While these coffee shops can generate social awareness about the capacity of people with disabilities, there is a gap when it comes to race and ethnicity.

When I asked the employee I interviewed whether their coworkers are diverse, they said yes, both about the wide range of disabilities represented—from autism and Down syndrome to cerebral palsy—and about race. Yet people of color with disabilities are rarely included in these coffee companies’ marketing, even though, as noted above, a large percentage of people with disabilities in the United States are people of color.

Fair wages, segregation, lack of career advancement, and racial disparity only scratch the surface of issues that come up.

“There are sometimes not a lot of intersectional identities [recognized]….People of color don’t have access to these opportunities and are not recruited. We do see other prejudices happening. Overall, in diversity, equity and inclusion work, a full spectrum of disabled people isn’t always brought into the conversation. This happens when it’s a performative approach,” Gutiérrez explains. “However, the inclusion, diversity, equity, and access framework is really helping people to think about what is accessible in organizations. Bringing people with that life experience…will answer a lot of questions about race, socioeconomics, and education.” 

More Questions Than Answers

The conversations I had around fair wages, segregation, lack of career advancement, and racial disparity only scratch the surface of issues that come up with these coffee companies, leaving many more questions than answers.

On the business end, Bitty and Beau’s now operates as a franchise, which speaks to its rapid expansion. The company founders wrote for the Harvard Business Review about carefully vetting franchisees to be able to fulfill their mission of inclusion, but what about the rest of the team needed to operate a cafe? 

The owners say managers don’t need to have previous experience working with workers with disabilities, just an open mind. But when is there time to vet, prepare, and assemble the right environment for workers with disabilities to thrive? Are these workers being sacrificed for quick cafe openings to turn a profit from which they do not fully benefit?
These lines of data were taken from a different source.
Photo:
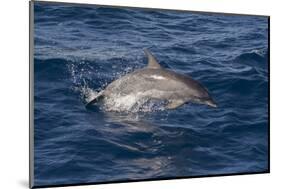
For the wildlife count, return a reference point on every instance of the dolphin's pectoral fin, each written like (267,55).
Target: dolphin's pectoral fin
(174,104)
(94,99)
(152,62)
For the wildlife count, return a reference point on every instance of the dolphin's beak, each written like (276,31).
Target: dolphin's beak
(211,103)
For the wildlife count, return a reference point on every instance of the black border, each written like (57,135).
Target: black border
(150,179)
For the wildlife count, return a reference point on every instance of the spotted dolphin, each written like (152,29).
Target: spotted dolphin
(153,82)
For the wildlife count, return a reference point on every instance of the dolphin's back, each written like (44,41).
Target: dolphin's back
(157,83)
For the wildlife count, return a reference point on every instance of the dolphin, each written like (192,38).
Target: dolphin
(153,83)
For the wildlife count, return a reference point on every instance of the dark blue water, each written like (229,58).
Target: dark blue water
(86,47)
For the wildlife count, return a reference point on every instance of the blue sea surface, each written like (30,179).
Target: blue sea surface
(86,47)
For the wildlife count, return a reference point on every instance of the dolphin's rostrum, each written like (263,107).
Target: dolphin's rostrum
(153,83)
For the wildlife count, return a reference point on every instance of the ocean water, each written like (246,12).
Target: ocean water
(83,48)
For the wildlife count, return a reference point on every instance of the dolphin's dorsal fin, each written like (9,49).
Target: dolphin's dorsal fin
(152,62)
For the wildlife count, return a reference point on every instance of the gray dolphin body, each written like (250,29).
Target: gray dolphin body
(156,83)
Does the mission stop at providing employment rather than supporting financially sustainable lives for people with disabilities?

The employee in Wilmington who I spoke with said the shift in practice that has come with franchising is noticeable. “Before, they used to take a lot of my ideas into account but not that much anymore….They have gotten rid of our meeting room space, and it is now a room for more merchandise to sell.”

Other questions also arise about the role of customers. With growing numbers of similar cafes opening, what is the role of a nondisabled customer at these businesses? Given the lack of integration and interaction that society in general has with people with disabilities, how must the nondisabled population be educated?

Looking back on my visit to Café Joyeux, I could see how some customers might treat it as a novelty experience rather than a legitimate place to enjoy coffee and baked goods. But others might go because they like the kind of customer service and social experience that it provides. But if both perspectives come from a place of othering, does this place increase the social isolation that people with disabilities suffer?

“The big thing,” Gutiérrez reminds me, “is not if we will be disabled but when. There needs to be a broader conversation to really create an inclusive environment.”